Large-Scale Dataset for the Analysis of Outdoor-to-Indoor Propagation for 5G Mid-Band Operational Networks

1
Department of Information Engineering, Electronics and Telecommunications, Sapienza University of Rome, 00184 Rome, Italy
2
Ericsson Research, Radio Systems and Standards, Ericsson AB, 164 40 Kista, Sweden
3
Department of Engineering Complex Software Systems, Simula Research Laboratory, 0164 Oslo, Norway
4
Department of Computer Science, Karlstad University, 651 88 Karlstad, Sweden
5
Department of Informatics, University of Oslo, 0373 Oslo, Norway
6
Rohde & Schwarz, 00156 Rome, Italy
*
Author to whom correspondence should be addressed.
Submission received: 5 February 2022 / Revised: 3 March 2022 / Accepted: 9 March 2022 / Published: 15 March 2022

Abstract

:
Understanding radio propagation characteristics and developing channel models is fundamental to building and operating wireless communication systems. Among others uses, channel characterization and modeling can be used for coverage and performance analysis and prediction. Within this context, this paper describes a comprehensive dataset of channel measurements performed to analyze outdoor-to-indoor propagation characteristics in the mid-band spectrum identified for the operation of 5th Generation (5G) cellular systems. Previous efforts to analyze outdoor-to-indoor propagation characteristics in this band were made by using measurements collected on dedicated, mostly single-link setups. Hence, measurements performed on deployed and operational 5G networks still lack in the literature. To fill this gap, this paper presents a dataset of measurements performed over commercial 5G networks.
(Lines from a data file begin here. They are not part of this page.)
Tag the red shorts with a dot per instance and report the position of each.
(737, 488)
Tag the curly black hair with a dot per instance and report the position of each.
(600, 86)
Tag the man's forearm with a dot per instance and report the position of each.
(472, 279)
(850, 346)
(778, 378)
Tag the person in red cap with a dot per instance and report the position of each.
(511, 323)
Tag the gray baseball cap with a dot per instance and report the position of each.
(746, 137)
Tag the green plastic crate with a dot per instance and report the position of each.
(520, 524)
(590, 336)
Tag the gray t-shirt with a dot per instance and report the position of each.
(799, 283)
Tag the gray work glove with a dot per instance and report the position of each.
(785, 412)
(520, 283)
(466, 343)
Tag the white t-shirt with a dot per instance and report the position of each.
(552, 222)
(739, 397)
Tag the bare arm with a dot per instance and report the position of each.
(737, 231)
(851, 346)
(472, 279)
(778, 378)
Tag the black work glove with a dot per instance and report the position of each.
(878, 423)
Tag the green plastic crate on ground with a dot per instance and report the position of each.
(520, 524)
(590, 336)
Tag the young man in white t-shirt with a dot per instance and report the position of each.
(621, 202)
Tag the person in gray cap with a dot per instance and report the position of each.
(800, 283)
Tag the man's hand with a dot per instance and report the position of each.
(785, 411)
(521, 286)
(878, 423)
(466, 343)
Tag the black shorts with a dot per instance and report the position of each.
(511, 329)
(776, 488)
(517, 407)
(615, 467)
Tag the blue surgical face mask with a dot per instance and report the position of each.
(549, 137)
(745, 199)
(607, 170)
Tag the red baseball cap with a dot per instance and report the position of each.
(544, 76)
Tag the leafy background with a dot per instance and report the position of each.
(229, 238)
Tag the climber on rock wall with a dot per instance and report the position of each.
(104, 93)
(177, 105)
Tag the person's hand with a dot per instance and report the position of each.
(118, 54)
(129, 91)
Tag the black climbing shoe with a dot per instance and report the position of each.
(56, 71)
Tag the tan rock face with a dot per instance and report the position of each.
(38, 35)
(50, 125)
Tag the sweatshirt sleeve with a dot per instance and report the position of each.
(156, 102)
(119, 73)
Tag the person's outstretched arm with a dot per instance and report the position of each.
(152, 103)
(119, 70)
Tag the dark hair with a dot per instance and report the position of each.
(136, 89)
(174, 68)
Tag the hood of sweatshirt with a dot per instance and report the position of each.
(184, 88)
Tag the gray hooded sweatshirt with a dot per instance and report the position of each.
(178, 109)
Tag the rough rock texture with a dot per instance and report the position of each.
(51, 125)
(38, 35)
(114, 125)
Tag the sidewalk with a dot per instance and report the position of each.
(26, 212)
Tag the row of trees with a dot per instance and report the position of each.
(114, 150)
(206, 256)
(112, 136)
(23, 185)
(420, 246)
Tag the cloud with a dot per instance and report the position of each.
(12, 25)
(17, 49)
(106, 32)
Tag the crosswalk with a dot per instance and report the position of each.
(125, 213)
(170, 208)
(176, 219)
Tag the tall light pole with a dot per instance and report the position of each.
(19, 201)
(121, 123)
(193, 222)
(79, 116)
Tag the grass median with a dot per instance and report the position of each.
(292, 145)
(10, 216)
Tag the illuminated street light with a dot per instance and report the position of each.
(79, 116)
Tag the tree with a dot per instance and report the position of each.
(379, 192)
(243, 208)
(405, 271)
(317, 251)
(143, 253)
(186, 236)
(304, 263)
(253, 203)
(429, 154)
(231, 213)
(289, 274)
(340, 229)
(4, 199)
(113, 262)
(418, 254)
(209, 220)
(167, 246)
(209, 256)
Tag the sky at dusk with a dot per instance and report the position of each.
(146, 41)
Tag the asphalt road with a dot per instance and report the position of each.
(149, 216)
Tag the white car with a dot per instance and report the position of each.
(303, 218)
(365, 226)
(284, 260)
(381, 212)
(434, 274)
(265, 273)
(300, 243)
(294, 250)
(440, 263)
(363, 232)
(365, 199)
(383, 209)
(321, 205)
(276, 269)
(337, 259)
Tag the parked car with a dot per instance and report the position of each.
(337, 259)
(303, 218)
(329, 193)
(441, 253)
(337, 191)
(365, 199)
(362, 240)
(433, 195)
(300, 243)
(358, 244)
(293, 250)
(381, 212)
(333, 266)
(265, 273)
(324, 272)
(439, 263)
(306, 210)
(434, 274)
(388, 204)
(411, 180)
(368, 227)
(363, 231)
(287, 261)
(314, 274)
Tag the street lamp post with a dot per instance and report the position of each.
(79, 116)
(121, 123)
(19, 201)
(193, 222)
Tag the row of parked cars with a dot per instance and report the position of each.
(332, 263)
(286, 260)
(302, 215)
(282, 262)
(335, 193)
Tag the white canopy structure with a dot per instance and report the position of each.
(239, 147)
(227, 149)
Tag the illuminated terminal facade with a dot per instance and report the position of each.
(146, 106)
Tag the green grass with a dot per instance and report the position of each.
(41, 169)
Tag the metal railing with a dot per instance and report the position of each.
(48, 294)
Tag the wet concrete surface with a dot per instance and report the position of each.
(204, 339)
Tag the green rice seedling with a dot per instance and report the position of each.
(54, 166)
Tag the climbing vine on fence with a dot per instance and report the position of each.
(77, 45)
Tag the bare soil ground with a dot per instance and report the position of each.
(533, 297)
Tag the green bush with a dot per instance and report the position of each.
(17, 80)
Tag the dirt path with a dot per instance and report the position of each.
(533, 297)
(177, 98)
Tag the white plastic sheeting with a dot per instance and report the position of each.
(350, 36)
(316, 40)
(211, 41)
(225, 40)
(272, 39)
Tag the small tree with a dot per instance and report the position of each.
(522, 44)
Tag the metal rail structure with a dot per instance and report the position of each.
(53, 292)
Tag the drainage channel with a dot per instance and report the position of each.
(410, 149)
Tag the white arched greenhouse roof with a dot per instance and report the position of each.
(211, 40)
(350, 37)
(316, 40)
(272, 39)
In particular, the dataset includes measurements of channel power delay profiles from two 5G networks in Band n78, i.e., 3.3–3.8 GHz. Such measurements were collected at multiple locations in a large office building in the city of Rome, Italy by using the Rohde & Schwarz (R&S) TSMA6 network scanner during several weeks in 2020 and 2021. A primary goal of the dataset is to provide an opportunity for researchers to investigate a large set of 5G channel measurements, aiming at analyzing the corresponding propagation characteristics toward the definition and refinement of empirical channel propagation models.
Dataset: 10.5281/zenodo.6322868
Dataset License: Creative Commons Attribution 4.0 International

1. Introduction

The New Radio (NR) standard of 5G cellular networks promises to connect a massive number of heterogeneous devices, accommodate high data rates, and support low latency applications [1,2]. The 5G NR supports a large variety of use cases with diverse requirements and in particular enhanced Mobile Broadband (eMBB), Ultra-Reliable Low Latency Communications (URLLC), and massive Machine-Type Communications (mMTC) [3]. In addition to traditional broadband services, novel applications that can benefit from 5G include logistics and shipping, smart grids, smart factories, agriculture, extended reality, healthcare, mission-critical services, and autonomous driving [4,5,6].
The 5G NR operates over two different frequency ranges. Frequency Range 1 (FR1) includes sub-6 GHz frequency bands, which are also referred to as low-band (up to 2 GHz) and mid-band (up to 6 GHz) [7]. Frequency Range 2 (FR2) includes the millimeter-wave (mm-wave) band, from 24.25 to 52.6 GHz.
A significant number of commercial 5G networks are currently under deployment in the mid-band, and in particular in the 3.3–3.8 GHz spectrum portion, called Band n78, which offers a good trade-off between coverage and capacity [8,9,10,11,12]. Therefore, understanding signal propagation characteristics in the mid-band is particularly important especially in the urban scenario where most of the 5G deployments are taking place.
Various 5G use cases target indoor scenarios, such as smart buildings with different types of sensors, factory automation, object tracking in a factory, remote control of robotic machinery, and automated vehicles in logistic applications, to mention a few [13,14,15,16]. Currently, these scenarios are likely to be addressed via outdoor deployments of 5G Base Stations (BS). This emphasizes the need for understanding propagation characteristics in outdoor-to-indoor scenarios.
There are a few works performing outdoor-to-indoor measurements to characterize the communication channel at around 3.5 GHz in different scenarios such as urban microcell [17], urban macrocell [18], non-line of sight [19], residential buildings [20], multiple-input-multiple-output (MIMO) in an office building [21], dense urban [22], and university buildings [23,24].
A few investigations of 5G channel characterization in the mid-band were also carried out for channel modeling purposes in both outdoor-to-indoor [22,25,26,27] and indoor-to-indoor [4,8,9,10,28,29,30,31,32,33,34,35,36] scenarios. However, none of the above investigations makes use of measurements collected in the wild, i.e., on commercially deployed 5G networks. Furthermore, there is currently no available dataset including measurements collected on commercial 5G networks. Additionally, the datasets used in the aforementioned studies are not publicly available.
This paper fills the above gap by making open-source a dataset of outdoor-to-indoor measurements collected on commercial 5G mid-band systems deployed in an urban scenario. To the best of our knowledge, this is the first work to provide a large-scale dataset of measurements performed over commercially deployed 5G mid-band networks in an outdoor-to-indoor scenario.
The paper is organized as follows. The experimental setup and data collection methodology are discussed in Section 2. Section 3 describes the collected data, including an explanation of the dataset structure, while Section 4 draws conclusions and identifies future work made possible by the use of the provided dataset.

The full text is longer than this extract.